You can use a Pivot Table as a database in the same way that you can use Simple Tables or Excel Tables.
However, I’ve never seen a description of how to do it. That’s too bad, because Excel 2010 gave Excel users the ability to use one or more Pivot Tables as a massive and powerful spreadsheet database.
If you don’t set up your Pivot Table as a database, you typically must use the GETPIVOTDATA function to return data from it. That limits your power, because GETPIVOTDATA is a “screen-scraper” function. That is, it only can return the numbers and text you see on your screen.
On the other hand, if you do set up your Pivot Table as a database, you can use Excel’s more powerful functions with it, functions like SUMIFS, SUMPRODUCT, INDEX, MATCH, and so on. In future posts, I’ll show you how these functions can give you significantly more power to return results from your spreadsheet database.
Using Pivot Tables as a database offers many general advantages. But there’s one specific advantage that’s worth considering…
The PowerPivot Advantage
Microsoft’s introduction of PowerPivot offers a new and significant benefit to using Pivot Tables as a spreadsheet database.
PowerPivot allows workbooks to store millions of rows of data in a workbook.
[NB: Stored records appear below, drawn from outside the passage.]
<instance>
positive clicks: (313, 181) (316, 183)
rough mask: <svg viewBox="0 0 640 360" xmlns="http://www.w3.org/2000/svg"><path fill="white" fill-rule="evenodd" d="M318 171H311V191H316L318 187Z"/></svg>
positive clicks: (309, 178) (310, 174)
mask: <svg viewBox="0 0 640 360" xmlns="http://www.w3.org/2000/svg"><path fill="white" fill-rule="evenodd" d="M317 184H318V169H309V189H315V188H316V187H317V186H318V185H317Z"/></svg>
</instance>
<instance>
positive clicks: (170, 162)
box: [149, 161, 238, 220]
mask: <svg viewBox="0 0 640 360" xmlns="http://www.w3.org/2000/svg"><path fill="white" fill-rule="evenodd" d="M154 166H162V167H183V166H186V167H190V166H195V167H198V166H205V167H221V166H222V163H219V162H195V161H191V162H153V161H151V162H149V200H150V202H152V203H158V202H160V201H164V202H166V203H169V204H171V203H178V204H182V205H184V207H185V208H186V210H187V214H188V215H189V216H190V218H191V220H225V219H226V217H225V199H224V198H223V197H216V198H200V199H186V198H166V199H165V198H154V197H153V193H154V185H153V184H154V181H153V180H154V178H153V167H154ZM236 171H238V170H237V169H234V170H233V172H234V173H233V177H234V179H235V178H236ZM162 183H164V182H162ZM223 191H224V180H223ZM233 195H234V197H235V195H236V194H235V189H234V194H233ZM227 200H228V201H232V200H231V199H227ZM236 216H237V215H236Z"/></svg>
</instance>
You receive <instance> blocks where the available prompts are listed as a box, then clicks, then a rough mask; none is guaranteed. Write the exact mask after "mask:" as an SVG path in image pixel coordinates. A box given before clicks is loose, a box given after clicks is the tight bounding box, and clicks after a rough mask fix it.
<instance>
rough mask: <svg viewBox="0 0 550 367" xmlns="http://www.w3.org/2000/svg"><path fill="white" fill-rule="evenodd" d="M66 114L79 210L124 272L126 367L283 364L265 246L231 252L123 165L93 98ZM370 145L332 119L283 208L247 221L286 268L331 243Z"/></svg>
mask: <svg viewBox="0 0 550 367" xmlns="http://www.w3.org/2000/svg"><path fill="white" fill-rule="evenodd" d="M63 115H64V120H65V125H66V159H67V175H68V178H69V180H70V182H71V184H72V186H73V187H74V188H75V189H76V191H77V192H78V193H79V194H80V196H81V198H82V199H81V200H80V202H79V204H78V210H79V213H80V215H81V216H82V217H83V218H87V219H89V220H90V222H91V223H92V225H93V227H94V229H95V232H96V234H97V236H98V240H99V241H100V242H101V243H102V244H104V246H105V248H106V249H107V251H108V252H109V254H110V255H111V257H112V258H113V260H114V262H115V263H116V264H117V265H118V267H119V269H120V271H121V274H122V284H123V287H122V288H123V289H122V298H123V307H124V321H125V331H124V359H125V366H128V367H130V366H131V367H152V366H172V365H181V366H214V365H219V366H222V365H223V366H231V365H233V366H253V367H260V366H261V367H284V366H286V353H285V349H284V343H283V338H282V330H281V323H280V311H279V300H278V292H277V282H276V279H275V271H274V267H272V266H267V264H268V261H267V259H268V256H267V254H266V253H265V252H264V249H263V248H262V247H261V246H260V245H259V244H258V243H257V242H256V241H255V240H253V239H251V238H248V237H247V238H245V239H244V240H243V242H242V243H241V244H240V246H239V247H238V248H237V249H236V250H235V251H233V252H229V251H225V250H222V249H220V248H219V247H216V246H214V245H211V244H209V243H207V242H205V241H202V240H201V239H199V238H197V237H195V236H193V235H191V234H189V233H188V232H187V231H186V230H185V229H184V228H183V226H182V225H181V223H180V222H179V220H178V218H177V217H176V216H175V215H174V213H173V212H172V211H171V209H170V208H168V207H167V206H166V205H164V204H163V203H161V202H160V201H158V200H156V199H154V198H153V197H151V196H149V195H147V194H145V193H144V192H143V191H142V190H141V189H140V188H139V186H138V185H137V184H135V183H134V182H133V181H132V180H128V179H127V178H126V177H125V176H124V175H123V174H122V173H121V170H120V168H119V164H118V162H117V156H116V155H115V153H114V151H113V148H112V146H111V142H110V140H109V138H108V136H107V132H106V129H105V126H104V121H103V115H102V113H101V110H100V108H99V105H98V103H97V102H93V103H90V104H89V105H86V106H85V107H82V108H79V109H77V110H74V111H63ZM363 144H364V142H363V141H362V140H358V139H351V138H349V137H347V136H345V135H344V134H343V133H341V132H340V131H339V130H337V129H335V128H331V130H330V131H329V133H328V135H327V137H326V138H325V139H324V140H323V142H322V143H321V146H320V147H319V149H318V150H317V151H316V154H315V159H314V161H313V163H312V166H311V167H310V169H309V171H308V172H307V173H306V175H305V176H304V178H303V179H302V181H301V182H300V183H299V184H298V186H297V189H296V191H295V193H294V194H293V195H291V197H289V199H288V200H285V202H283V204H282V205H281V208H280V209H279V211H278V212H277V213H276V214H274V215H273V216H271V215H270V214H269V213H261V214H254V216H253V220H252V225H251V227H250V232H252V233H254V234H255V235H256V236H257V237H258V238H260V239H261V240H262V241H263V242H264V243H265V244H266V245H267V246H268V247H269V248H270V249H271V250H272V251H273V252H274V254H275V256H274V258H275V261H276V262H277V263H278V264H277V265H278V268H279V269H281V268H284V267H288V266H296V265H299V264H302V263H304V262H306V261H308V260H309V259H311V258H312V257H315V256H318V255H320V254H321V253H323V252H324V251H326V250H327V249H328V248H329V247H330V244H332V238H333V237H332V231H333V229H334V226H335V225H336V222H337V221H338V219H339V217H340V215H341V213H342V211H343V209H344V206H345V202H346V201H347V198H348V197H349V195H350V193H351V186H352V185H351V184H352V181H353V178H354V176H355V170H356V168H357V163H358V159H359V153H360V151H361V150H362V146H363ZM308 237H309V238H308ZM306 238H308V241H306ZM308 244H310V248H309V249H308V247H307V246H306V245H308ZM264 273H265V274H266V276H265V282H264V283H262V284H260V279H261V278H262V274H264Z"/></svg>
But unfortunately, formulas and PivotTables in one workbook can not return data directly from a PowerPivot dataset stored in another workbook.
This is a problem, because each time you save another generation of your PowerPivot report, and each time you create a new PowerPivot report workbook, you must save another copy of your PowerPivot data. So before you know it, you’re buried in multiple generations of the same data.
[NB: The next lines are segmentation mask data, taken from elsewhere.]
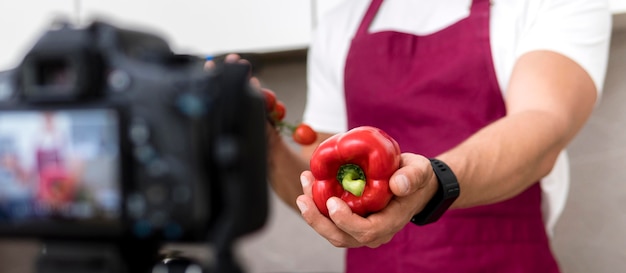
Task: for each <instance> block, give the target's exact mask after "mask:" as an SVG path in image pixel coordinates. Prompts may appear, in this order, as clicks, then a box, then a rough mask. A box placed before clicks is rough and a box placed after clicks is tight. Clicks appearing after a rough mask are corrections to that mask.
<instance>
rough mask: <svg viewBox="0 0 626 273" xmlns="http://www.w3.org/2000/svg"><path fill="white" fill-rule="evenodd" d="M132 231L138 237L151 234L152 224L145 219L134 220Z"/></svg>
mask: <svg viewBox="0 0 626 273" xmlns="http://www.w3.org/2000/svg"><path fill="white" fill-rule="evenodd" d="M133 232H134V233H135V236H137V237H139V238H146V237H148V236H150V234H152V225H151V224H150V222H148V221H146V220H139V221H137V222H135V224H134V226H133Z"/></svg>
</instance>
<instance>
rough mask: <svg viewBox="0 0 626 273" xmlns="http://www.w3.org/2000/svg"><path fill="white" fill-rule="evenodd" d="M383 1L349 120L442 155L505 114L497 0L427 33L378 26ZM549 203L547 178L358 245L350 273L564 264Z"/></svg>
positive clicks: (370, 38)
mask: <svg viewBox="0 0 626 273" xmlns="http://www.w3.org/2000/svg"><path fill="white" fill-rule="evenodd" d="M381 3H382V0H374V1H372V4H371V6H370V7H369V9H368V10H367V13H366V15H365V16H364V18H363V20H362V22H361V24H360V26H359V29H358V31H357V34H356V36H355V37H354V39H353V41H352V44H351V47H350V51H349V53H348V57H347V60H346V67H345V93H346V94H345V95H346V105H347V114H348V126H349V128H354V127H357V126H361V125H372V126H376V127H379V128H381V129H383V130H385V131H386V132H388V133H389V134H390V135H391V136H393V137H394V138H395V139H396V140H397V141H398V142H399V143H400V147H401V148H402V150H403V151H405V152H414V153H419V154H423V155H425V156H428V157H433V156H436V155H438V154H440V153H442V152H444V151H446V150H448V149H450V148H452V147H453V146H455V145H457V144H459V143H460V142H462V141H463V140H465V139H466V138H468V137H469V136H470V135H472V134H473V133H475V132H476V131H478V130H479V129H480V128H482V127H484V126H486V125H487V124H489V123H491V122H493V121H495V120H497V119H498V118H500V117H502V116H504V115H505V113H506V109H505V106H504V101H503V98H502V93H501V90H500V88H499V86H498V82H497V79H496V74H495V71H494V67H493V63H492V59H491V47H490V42H489V12H490V4H489V0H474V1H473V3H472V7H471V14H470V16H469V17H467V18H465V19H463V20H461V21H459V22H457V23H455V24H454V25H451V26H449V27H447V28H445V29H443V30H441V31H439V32H437V33H434V34H430V35H425V36H414V35H411V34H406V33H398V32H393V31H384V32H377V33H369V31H368V29H369V26H370V25H371V22H372V20H373V18H374V17H375V15H376V13H377V11H378V9H379V7H380V5H381ZM494 167H497V166H494ZM502 183H507V181H502ZM540 207H541V192H540V188H539V184H538V183H537V184H535V185H534V186H532V187H530V188H529V189H528V190H526V191H525V192H523V193H522V194H520V195H518V196H517V197H515V198H513V199H510V200H507V201H504V202H501V203H498V204H493V205H488V206H481V207H475V208H470V209H458V210H450V211H448V212H447V213H446V214H445V215H444V216H443V217H442V218H441V219H440V220H439V221H438V222H436V223H434V224H430V225H426V226H422V227H418V226H415V225H413V224H408V225H407V226H406V227H405V228H404V229H403V230H402V231H400V232H399V233H398V234H396V236H395V237H394V238H393V239H392V240H391V242H389V243H387V244H385V245H382V246H380V247H378V248H375V249H371V248H367V247H362V248H355V249H349V250H348V252H347V264H346V266H347V272H355V273H356V272H359V273H363V272H373V273H374V272H375V273H382V272H385V273H389V272H398V273H406V272H416V273H431V272H432V273H434V272H437V273H440V272H444V273H450V272H467V273H470V272H471V273H473V272H476V273H483V272H502V273H516V272H520V273H521V272H532V273H535V272H542V273H552V272H559V269H558V266H557V263H556V261H555V259H554V257H553V256H552V253H551V250H550V247H549V243H548V239H547V236H546V233H545V229H544V223H543V220H542V214H541V209H540Z"/></svg>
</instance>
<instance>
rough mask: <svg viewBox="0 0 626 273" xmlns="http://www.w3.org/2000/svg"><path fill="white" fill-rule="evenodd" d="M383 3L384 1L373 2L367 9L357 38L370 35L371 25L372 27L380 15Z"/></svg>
mask: <svg viewBox="0 0 626 273" xmlns="http://www.w3.org/2000/svg"><path fill="white" fill-rule="evenodd" d="M382 3H383V0H372V1H371V2H370V6H369V8H367V11H366V12H365V16H363V19H362V20H361V24H360V25H359V29H358V30H357V32H356V37H360V36H365V35H367V34H368V33H369V28H370V25H372V22H373V21H374V18H376V14H377V13H378V9H379V8H380V5H382Z"/></svg>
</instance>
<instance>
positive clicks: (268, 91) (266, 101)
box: [261, 88, 276, 113]
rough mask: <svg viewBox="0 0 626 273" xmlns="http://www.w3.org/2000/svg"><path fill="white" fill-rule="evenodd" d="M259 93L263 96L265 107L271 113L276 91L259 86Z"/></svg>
mask: <svg viewBox="0 0 626 273" xmlns="http://www.w3.org/2000/svg"><path fill="white" fill-rule="evenodd" d="M261 93H263V96H264V97H265V109H266V110H267V112H268V113H271V112H272V111H274V107H275V106H276V93H274V92H273V91H272V90H269V89H267V88H261Z"/></svg>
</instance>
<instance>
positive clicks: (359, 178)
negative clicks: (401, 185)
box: [310, 126, 401, 217]
mask: <svg viewBox="0 0 626 273" xmlns="http://www.w3.org/2000/svg"><path fill="white" fill-rule="evenodd" d="M400 154H401V152H400V146H399V145H398V143H397V142H396V141H395V140H394V139H393V138H392V137H391V136H389V135H388V134H387V133H385V132H384V131H382V130H381V129H378V128H376V127H371V126H361V127H357V128H354V129H352V130H350V131H348V132H346V133H343V134H337V135H334V136H332V137H330V138H329V139H327V140H325V141H324V142H322V143H321V144H320V145H319V146H318V147H317V148H316V149H315V151H314V152H313V155H312V157H311V163H310V167H311V173H313V176H314V177H315V181H314V182H313V189H312V191H313V192H312V194H313V201H315V205H316V206H317V208H318V209H319V210H320V212H321V213H322V214H324V215H326V216H327V217H328V208H327V207H326V201H327V200H328V198H330V197H333V196H336V197H339V198H341V199H342V200H343V201H345V202H346V203H347V204H348V206H349V207H350V208H351V209H352V212H354V213H357V214H359V215H361V216H363V217H366V216H367V215H369V214H371V213H374V212H377V211H380V210H382V209H384V208H385V207H386V206H387V204H388V203H389V201H390V200H391V197H392V196H393V193H392V192H391V190H390V189H389V178H391V175H392V174H393V173H394V172H395V171H396V170H397V169H398V168H399V167H400Z"/></svg>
Using Excel Services under SharePoint can help you to manage this problem. But here’s how to do it if you don’t use SharePoint:
- Set up only one workbook to contain each PowerPivot dataset.
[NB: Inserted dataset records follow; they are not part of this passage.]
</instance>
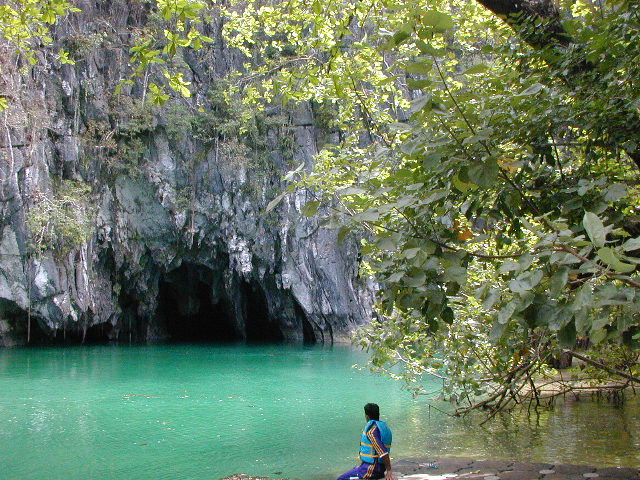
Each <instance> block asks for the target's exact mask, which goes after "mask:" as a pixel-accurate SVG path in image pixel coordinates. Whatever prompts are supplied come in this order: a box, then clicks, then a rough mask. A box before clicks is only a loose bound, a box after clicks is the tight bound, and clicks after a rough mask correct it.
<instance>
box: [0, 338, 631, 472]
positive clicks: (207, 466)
mask: <svg viewBox="0 0 640 480" xmlns="http://www.w3.org/2000/svg"><path fill="white" fill-rule="evenodd" d="M365 362H366V354H365V353H363V352H359V351H355V350H352V349H350V348H332V349H322V348H302V347H299V348H298V347H282V346H279V347H275V346H273V347H265V346H255V347H251V346H227V347H216V346H149V347H77V348H44V349H8V350H0V479H2V480H5V479H8V480H13V479H16V480H18V479H20V480H22V479H24V480H27V479H39V480H40V479H50V480H55V479H64V480H72V479H109V480H111V479H113V480H119V479H127V480H130V479H140V480H142V479H154V480H157V479H176V478H180V479H218V478H220V477H223V476H225V475H229V474H232V473H238V472H242V473H248V474H260V475H269V476H272V477H286V478H291V479H294V478H299V479H306V480H311V479H318V480H320V479H327V480H328V479H331V478H335V476H336V475H337V474H338V473H340V472H341V471H344V470H346V469H347V468H350V467H352V466H353V465H354V464H355V450H356V448H357V442H358V441H359V437H358V436H359V432H360V430H361V428H362V425H363V414H362V405H363V404H364V403H366V402H376V403H378V404H380V406H381V410H382V417H384V418H386V419H387V420H388V421H389V423H390V424H391V426H392V427H393V430H394V450H393V452H392V453H393V455H392V456H393V458H401V457H409V456H412V455H425V454H431V455H434V456H439V455H454V456H456V455H457V456H471V457H475V458H513V459H518V460H525V461H527V460H540V461H542V460H544V461H564V462H588V463H592V464H593V463H599V464H606V465H627V466H637V465H638V464H640V454H639V453H638V452H639V451H640V428H639V427H640V414H639V408H638V402H637V401H636V400H632V401H629V402H627V403H626V405H625V407H624V408H614V407H612V406H610V405H606V404H594V403H592V402H577V403H566V404H561V405H559V406H558V407H557V408H556V409H555V410H554V411H551V412H543V413H542V414H541V415H540V416H539V417H537V418H535V419H534V421H525V419H523V418H515V419H514V418H511V419H509V418H506V417H505V418H504V419H499V420H497V421H496V422H492V423H491V425H490V426H489V427H486V428H482V427H479V426H477V424H478V419H477V418H476V419H474V418H471V419H468V420H464V421H463V420H460V419H454V418H451V417H448V416H446V415H444V414H442V413H440V412H439V411H437V410H435V408H436V407H437V408H438V409H446V408H447V406H448V405H447V404H442V403H438V402H435V401H433V400H430V399H429V398H426V397H421V398H418V399H413V398H411V396H410V395H409V394H408V393H407V392H405V391H403V390H402V389H401V388H400V386H399V385H398V384H397V383H395V382H394V381H392V380H389V379H386V378H380V377H376V376H372V375H371V374H369V373H368V372H366V371H360V370H357V369H354V368H352V365H354V364H356V363H359V364H364V363H365ZM431 387H432V388H433V389H434V390H437V389H438V383H437V382H436V383H434V384H432V385H431ZM430 404H431V405H433V407H430V406H429V405H430Z"/></svg>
- In each of those workbooks, set up one or more Pivot Tables as a spreadsheet database.
- Set up your report workbooks to return data from the PivotTable database in each PowerPivot workbook.
With this approach, you need to maintain only one workbook to contain each PowerPivot dataset. But you can create any number of report workbooks that can return data from any number of PivotTable databases contained in any number of PowerPivot workbooks.
With this approach, you can give each report workbook access to a massive amount of data! And you only need to manage one copy of each PowerPivot dataset.
But for now, let’s set up a PivotTable database in a spreadsheet…
Set Up the Pivot Table as a Spreadsheet Database
For convenience, I defined this Pivot Table to get its data from the Excel Table I explained in Introducing Excel’s Three Types of Spreadsheet Databases. But your Pivot Table probably will be linked to your data warehouse, to Access, or to some other “real” database.
By default, your initial Pivot Table will look something like this figure.
You can’t use this version of the Pivot Table as a spreadsheet database, because the layout is too complex; it’s not in simple rows and columns. Here, using GETPIVOTDATA is your only practical option for returning its data.
But Excel 2010 gives you the option to change the format of this PivotTable into one you CAN use as a database. To do so, first select any cell in the Pivot Table. Then in Pivot Table Tools, choose…
- Design, Layout, Subtotals, Do Not Show Subtotals
- Design, Layout, Grand Totals, Off for Rows and Columns
- Design, Layout, Report Layout, Show in Tabular Form
- Design, Layout, Report Layout, Repeat All Item Labels
- Design, Layout, Blank Rows, Remove Blank Line After Each Item
- Options, Show, +/- Buttons (hiding the buttons)
When you’re done with these six changes, your Pivot Table will look something like this.
(The default Pivot Table style applies those borders between each group of items in column A. Because they don’t get in the way, I’ve never bothered to search for a style that will eliminate them.)
Here, the Pivot Table is arranged much like an Excel Table. It has orderly rows and columns that your formulas can reference easily, with one exception: There’s no practical way for your formulas to actually reference data in this Pivot Table. Here’s why:
In Excel Tables, Excel automatically names the Table and each column in it. This lets our formulas reference the data easily, by name. But with Pivot Tables, Excel offers no help to our formulas. We therefore must use range-naming tricks to allow worksheet formulas to reference Pivot Tables easily.
So let’s set up the names…
Set Up Range Names so Formulas Can Reference Your Pivot Table Easily
Let’s define this step carefully. Otherwise, you’ll work harder than you need to.
The PivotTable Fields List gives you great control over the shape of your Pivot Table. It controls both the horizontal and vertical dimensions of the table.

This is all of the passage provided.